A distributed data processing framework inspired by bee colony intelligence, designed for small compute that scales to the cloud.
Apiary is a lakehouse for small compute. It's designed to run on inexpensive hardware — Raspberry Pis, NUCs, old laptops — while scaling seamlessly to cloud compute. Users write data via Python, query via SQL, and the swarm distributes work across available nodes with no central controller.
- 🏡 Runs on Small Hardware: Designed for Raspberry Pi and similar devices, not cloud-first systems squeezed onto small hardware
- ☁️ Object Storage as Truth: Data lives in S3, GCS, MinIO, or local filesystem — nodes are stateless workers
- 🤝 No Node-to-Node Communication: Nodes coordinate through the storage layer itself, eliminating distributed systems complexity
- 🔒 ACID Transactions: Ledger-based transactions using conditional writes (like Delta Lake)
- 🐝 Biology-Driven Design: Memory budgets, task sizing, and failure recovery governed by bee-inspired behavioral patterns
- 📊 SQL Queries: Apache DataFusion powers SQL queries over Parquet files
- 🐍 Python Interface: PyO3-based SDK with zero-copy Arrow interop
- 🚀 Zero Configuration Multi-Node: Add nodes by connecting to the same storage bucket — no seed nodes, no tokens
-
Small-compute-first design: Not a cloud system squeezed onto a Pi, but a system designed for resource-constrained hardware that scales to the cloud.
-
Object storage as coordination layer: No consensus protocol, no gossip network, no node-to-node communication. Nodes coordinate through the same storage that holds the data.
-
Biology-driven resource management: Memory budgets, cell sizing, backpressure, and failure recovery are governed by bee-inspired behavioral patterns — not metaphors, but algorithms.
-
Zero-configuration multi-node: A second node joins the swarm by connecting to the same storage bucket. No seed nodes, no tokens, no mesh network setup.
-
Solo to swarm without code changes: A single Pi with local filesystem storage is a fully functional data platform. Switching to S3 and adding nodes is a configuration change, not an architecture change.

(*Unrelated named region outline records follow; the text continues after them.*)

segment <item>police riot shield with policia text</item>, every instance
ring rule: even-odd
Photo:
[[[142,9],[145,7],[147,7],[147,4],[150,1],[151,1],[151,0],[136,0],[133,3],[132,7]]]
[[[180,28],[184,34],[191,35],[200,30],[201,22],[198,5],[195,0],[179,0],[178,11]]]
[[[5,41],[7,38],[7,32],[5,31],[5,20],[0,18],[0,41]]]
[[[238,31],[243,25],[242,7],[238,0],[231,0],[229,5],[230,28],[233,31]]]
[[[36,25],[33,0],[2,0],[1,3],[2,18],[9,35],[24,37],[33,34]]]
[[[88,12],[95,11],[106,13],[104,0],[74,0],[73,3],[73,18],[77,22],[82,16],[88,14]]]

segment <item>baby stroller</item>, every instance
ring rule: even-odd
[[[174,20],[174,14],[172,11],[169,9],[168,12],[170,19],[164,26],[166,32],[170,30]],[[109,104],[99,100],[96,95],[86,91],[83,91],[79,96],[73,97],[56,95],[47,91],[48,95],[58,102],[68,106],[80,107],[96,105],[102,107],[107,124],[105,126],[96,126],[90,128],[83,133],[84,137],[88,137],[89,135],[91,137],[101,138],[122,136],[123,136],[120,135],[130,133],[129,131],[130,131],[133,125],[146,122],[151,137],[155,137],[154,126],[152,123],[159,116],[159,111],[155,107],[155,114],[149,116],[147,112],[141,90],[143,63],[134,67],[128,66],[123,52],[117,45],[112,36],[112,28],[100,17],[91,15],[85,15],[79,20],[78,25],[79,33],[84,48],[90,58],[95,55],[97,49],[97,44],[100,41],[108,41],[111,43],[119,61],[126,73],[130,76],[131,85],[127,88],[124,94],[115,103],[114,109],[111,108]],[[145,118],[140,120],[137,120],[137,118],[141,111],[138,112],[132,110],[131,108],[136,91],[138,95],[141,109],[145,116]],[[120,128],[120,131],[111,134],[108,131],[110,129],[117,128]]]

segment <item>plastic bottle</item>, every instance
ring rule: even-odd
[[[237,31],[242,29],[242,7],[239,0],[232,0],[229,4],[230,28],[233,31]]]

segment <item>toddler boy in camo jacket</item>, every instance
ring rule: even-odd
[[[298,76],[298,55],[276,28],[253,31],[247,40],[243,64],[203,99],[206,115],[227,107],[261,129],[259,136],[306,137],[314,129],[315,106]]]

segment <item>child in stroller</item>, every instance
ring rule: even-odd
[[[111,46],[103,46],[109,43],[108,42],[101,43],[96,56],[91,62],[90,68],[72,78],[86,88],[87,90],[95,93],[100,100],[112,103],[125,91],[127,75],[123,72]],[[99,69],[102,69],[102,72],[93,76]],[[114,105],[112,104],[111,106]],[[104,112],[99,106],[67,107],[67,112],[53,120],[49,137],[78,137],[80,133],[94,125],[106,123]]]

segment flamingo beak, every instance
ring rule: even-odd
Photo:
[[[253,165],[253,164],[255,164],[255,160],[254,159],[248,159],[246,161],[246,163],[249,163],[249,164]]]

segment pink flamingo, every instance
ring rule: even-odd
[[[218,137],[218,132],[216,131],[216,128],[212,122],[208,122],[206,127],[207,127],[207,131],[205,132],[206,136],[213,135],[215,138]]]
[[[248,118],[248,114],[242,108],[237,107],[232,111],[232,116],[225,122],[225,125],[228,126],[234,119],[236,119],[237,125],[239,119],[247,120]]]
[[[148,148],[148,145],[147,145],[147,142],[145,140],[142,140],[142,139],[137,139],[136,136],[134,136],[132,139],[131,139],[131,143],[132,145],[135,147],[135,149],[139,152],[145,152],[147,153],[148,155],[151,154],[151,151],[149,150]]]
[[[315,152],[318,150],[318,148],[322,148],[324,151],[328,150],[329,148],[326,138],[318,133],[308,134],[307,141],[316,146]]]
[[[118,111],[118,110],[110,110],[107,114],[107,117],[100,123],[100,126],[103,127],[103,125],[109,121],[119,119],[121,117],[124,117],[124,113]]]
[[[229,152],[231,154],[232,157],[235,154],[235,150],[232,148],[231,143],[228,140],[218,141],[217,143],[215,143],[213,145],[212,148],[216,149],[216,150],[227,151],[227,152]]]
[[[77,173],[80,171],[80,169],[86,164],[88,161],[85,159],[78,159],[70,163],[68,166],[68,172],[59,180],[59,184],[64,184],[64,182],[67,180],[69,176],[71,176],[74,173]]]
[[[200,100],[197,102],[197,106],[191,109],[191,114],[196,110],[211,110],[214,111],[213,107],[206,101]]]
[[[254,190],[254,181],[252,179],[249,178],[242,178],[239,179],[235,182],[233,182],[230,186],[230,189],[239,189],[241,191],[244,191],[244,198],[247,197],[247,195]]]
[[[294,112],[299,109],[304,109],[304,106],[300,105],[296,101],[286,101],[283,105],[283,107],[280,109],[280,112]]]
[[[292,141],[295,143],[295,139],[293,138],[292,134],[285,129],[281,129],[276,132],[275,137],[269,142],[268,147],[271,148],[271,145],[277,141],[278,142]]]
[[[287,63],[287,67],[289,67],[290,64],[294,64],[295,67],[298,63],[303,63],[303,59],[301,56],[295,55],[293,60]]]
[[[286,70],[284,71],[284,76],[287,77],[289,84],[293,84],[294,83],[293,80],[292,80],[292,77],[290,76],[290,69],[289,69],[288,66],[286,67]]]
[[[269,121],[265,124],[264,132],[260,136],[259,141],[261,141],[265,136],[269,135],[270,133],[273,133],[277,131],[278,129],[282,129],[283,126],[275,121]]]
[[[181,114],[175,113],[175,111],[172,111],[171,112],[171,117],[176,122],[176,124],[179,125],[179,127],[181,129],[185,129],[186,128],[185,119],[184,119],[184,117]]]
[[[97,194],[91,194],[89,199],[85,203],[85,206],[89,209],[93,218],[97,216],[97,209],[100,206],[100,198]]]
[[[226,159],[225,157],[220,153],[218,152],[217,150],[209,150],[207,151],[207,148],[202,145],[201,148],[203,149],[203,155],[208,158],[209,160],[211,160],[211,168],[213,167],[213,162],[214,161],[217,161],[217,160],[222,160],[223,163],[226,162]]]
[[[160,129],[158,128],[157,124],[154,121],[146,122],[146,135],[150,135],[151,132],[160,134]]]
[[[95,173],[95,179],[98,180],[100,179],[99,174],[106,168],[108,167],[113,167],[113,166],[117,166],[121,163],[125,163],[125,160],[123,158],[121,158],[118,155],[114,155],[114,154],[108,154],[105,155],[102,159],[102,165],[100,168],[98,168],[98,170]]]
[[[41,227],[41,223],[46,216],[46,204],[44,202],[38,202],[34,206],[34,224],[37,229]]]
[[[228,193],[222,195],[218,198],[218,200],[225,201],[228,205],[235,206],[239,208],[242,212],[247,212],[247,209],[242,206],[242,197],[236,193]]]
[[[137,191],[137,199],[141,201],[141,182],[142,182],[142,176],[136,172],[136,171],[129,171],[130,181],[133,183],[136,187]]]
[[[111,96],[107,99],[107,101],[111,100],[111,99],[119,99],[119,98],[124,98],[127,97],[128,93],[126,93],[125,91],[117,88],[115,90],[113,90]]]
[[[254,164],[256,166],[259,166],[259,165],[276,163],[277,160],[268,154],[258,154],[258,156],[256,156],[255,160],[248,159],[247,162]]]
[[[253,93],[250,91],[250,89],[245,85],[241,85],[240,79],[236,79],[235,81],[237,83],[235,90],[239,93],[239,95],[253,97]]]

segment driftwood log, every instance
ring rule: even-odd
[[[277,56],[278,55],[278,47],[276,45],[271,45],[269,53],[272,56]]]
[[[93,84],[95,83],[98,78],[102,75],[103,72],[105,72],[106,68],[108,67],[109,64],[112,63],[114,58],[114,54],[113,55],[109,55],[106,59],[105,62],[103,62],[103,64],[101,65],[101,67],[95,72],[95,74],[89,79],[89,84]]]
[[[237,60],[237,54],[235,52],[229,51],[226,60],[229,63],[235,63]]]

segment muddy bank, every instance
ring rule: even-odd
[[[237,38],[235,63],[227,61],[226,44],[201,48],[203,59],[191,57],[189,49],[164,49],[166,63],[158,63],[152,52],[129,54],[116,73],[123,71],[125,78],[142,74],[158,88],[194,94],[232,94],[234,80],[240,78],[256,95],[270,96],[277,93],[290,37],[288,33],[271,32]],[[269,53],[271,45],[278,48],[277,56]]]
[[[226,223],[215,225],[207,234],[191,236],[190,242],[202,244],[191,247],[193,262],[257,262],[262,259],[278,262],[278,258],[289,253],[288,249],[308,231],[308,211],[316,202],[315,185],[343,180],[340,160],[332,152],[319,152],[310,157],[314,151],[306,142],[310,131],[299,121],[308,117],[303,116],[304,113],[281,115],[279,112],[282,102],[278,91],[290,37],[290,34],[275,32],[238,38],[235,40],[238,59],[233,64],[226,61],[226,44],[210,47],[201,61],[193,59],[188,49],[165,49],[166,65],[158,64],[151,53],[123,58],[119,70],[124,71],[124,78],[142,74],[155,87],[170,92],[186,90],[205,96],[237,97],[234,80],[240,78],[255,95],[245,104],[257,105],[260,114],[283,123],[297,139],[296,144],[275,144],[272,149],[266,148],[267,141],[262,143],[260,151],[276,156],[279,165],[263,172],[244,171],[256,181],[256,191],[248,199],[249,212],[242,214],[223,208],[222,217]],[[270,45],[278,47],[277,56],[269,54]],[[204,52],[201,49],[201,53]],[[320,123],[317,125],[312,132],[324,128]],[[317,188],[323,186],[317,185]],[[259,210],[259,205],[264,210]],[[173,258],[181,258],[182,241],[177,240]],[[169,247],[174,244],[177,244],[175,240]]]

# Linux / macOS (x86_64 or ARM64 / Raspberry Pi)
curl -fsSL https://raw.githubusercontent.com/ApiaryData/apiary/main/scripts/install.sh | bash# Windows (PowerShell)
irm https://raw.githubusercontent.com/ApiaryData/apiary/main/scripts/install.ps1 | iexdocker pull ghcr.io/apiarydata/apiary:latest # or build locally
docker build -t apiary:latest .Prerequisites: Rust 1.78+, Python 3.9+
git clone https://github.com/ApiaryData/apiary.git
cd apiary
cargo build --workspace
pip install maturin
maturin developfrom apiary import Apiary
# Solo mode (local filesystem)
ap = Apiary("my_database")
ap.start()
# Check status
status = ap.status()
print(f"Running on {status['cores']} cores with {status['memory_gb']:.2f}GB memory")
# Shutdown when done
ap.shutdown()from apiary import Apiary
# All nodes connect to the same storage
ap = Apiary("production", storage="s3://my-bucket/apiary")
ap.start()
# Nodes automatically discover each other through the storage layer
# No additional configuration needed!| Concept | Apiary Component | Description |
|---|---|---|
| Hive | Database | Top-level logical grouping |
| Box | Schema | Namespace within a hive |
| Frame | Table | Queryable dataset |
| Cell | Parquet file | Physical storage unit |
| Bee | CPU core | Unit of compute (1 core = 1 bee) |
| Swarm | Compute mesh | All nodes and their bees |
| Meadow | Object storage | Where all data lives |
Tier 1 — Memory: Arrow RecordBatches in bee chambers (active computation)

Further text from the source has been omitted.